Principals at risk of burn out

Association of Heads of Independent Schools of Australia

COVID-19 pandemic adding to high stress burden of principals

The Association of Heads of Independent Schools of Australia (AHISA) is concerned the stress burden on principals as a result of initiating rapid and ongoing educational and institutional changes in response to the COVID-19 pandemic may put more principals at risk of burn out.

AHISA CEO, Ms Beth Blackwood, said results of the 2019 Australian Principal Occupational Health, Safety and Wellbeing Survey, released today, reveal that principals work longer hours, suffer far higher levels of work-related stress and are at greater risk of physical violence and threats of violence than the general population.

‘The 2019 Survey also shows that principals are more likely to suffer burnout than the general population,’ said Ms Blackwood, who was a member of the Survey’s consultative committee.

‘Since school leaders responded to the 2019 survey, they have been leading their communities through the extreme challenges of drought, bushfires and now a coronavirus pandemic. Many have had to deal with the impact of all three,’ said Ms Blackwood.

‘When principals’ health and wellbeing are already at severe risk, we ask that parents and carers take extra care that their communications with school leaders and school staff – whether on school grounds or via email and phone – remain courteous and respectful,’ said Ms Blackwood.

‘There has been a very positive deepening of relationships between schools and parents and carers to meet the learning needs of students during COVID-19 restrictions,’ said Ms Blackwood.

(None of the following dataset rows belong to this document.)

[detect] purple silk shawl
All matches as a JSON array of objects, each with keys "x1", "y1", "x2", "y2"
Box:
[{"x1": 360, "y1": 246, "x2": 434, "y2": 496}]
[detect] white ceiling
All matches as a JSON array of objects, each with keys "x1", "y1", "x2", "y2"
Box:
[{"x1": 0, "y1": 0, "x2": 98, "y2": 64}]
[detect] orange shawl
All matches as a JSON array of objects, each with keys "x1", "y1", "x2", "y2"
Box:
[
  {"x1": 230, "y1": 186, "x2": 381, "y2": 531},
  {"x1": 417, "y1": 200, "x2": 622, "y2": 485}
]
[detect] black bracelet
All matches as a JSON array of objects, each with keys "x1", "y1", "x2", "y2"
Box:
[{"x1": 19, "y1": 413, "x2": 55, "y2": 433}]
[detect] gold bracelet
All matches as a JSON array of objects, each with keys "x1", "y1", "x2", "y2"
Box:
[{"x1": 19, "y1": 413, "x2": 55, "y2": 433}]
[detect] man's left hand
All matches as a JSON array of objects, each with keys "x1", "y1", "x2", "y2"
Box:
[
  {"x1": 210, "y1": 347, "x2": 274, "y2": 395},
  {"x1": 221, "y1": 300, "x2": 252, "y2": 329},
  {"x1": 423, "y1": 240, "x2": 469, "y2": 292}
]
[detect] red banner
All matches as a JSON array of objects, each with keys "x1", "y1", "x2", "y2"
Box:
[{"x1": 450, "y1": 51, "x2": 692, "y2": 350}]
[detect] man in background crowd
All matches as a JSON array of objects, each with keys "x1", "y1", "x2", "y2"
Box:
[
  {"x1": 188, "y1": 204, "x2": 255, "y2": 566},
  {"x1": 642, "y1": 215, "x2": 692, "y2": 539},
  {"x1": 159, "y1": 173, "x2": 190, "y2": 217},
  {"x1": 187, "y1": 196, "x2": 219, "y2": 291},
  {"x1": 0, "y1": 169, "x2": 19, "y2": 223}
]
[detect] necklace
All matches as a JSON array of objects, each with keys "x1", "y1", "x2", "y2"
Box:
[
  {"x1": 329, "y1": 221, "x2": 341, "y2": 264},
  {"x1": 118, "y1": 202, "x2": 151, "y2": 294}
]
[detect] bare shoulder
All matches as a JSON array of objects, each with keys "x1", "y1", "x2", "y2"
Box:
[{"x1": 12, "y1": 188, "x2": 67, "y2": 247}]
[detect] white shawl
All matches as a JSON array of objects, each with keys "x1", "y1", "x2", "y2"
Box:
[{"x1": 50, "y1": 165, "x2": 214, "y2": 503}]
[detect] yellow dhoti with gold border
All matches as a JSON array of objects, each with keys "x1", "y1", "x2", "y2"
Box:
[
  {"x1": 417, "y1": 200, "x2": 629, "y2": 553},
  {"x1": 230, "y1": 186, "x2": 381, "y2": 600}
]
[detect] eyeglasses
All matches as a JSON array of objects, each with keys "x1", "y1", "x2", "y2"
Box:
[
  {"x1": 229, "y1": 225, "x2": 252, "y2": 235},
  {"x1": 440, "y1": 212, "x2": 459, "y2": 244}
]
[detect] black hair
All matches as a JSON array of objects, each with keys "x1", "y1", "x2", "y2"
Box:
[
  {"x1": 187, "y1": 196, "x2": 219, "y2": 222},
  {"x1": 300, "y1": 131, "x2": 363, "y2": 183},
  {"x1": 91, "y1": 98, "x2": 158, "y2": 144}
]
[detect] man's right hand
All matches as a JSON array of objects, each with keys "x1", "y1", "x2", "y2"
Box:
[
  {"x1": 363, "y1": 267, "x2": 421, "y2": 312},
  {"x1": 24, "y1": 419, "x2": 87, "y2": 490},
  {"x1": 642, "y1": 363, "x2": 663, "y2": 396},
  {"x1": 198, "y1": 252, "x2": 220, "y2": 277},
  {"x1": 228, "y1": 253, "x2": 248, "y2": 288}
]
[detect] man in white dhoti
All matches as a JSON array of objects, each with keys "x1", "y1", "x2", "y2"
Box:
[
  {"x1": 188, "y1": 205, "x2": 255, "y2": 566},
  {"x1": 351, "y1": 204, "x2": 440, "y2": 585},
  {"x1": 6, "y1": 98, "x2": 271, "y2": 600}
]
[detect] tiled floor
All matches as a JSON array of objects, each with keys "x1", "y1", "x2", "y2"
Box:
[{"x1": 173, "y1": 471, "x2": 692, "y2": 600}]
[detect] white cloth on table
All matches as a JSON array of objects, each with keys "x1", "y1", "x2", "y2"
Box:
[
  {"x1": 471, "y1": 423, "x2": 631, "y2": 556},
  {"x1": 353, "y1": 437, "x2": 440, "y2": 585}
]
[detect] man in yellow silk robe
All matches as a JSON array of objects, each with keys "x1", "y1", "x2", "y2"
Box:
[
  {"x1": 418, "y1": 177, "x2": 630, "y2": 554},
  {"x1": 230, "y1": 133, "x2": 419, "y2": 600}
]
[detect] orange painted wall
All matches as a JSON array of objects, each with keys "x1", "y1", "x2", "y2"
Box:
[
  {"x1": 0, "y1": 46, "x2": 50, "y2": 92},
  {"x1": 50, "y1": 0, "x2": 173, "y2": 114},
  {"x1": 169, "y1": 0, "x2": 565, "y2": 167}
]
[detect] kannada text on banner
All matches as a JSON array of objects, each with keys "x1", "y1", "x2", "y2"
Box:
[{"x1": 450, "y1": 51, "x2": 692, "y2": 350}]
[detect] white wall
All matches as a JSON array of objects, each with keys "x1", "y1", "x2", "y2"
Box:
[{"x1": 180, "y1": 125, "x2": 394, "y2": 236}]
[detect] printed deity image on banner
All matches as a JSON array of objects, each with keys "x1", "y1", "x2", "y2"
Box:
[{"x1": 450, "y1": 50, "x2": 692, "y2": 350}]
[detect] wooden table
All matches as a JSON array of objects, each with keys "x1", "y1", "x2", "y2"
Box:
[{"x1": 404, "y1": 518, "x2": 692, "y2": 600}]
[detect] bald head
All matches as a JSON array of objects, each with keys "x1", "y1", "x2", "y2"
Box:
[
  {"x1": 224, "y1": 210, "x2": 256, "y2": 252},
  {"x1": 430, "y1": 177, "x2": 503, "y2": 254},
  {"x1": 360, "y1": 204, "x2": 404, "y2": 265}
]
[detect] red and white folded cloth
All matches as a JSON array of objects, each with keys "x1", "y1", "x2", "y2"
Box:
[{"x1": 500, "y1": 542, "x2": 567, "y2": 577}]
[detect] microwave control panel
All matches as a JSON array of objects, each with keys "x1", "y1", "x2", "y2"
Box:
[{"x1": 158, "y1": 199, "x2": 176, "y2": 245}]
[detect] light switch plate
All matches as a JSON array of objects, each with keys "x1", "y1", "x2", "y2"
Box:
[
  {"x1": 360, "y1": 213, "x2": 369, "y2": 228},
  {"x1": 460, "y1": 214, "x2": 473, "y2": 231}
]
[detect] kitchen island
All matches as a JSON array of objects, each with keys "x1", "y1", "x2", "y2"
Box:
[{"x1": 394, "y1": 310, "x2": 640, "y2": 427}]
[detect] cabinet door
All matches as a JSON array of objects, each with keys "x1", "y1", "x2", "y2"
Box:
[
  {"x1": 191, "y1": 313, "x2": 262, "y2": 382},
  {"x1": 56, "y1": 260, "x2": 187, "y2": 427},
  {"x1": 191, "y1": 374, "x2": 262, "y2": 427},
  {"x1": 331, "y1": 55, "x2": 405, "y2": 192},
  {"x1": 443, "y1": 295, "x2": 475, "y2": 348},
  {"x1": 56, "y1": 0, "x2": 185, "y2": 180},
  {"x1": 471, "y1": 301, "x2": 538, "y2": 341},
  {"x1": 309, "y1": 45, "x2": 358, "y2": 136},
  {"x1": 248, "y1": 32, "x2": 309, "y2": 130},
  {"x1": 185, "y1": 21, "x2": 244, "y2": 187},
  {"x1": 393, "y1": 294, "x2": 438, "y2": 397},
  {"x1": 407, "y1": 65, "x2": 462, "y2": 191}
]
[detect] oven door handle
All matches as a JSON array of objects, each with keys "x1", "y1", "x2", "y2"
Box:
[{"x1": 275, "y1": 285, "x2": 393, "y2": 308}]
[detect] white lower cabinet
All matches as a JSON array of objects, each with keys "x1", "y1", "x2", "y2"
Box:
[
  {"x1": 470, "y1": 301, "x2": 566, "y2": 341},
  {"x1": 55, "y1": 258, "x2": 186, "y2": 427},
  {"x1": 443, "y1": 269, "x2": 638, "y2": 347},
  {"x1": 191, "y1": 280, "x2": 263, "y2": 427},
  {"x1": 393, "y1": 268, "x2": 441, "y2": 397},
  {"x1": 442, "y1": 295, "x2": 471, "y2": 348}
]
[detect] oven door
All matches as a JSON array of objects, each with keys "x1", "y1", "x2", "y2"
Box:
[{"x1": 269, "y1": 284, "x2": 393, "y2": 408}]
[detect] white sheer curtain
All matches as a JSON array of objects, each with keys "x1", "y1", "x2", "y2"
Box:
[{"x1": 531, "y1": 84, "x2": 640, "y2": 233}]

‘Parents have recognised and appreciated the extraordinary work of schools, and we are hopeful the patience, kindness and good humour that have characterised home-school relationships during remote learning will continue as all schools return to full, on-site education provision.’

Ms Blackwood said principals carry the burden of responsibility for managing the successful transition to onsite schooling and will need community support if they are to avoid burn out.

‘We understand that parents want to ensure their children are safe and getting the best possible learning experiences at school,’ said Ms Blackwood. ‘Principals of course share that goal, but we ask parents to accept that right now principals must make decisions that take account of the wellbeing of all members of the school community, students and staff.’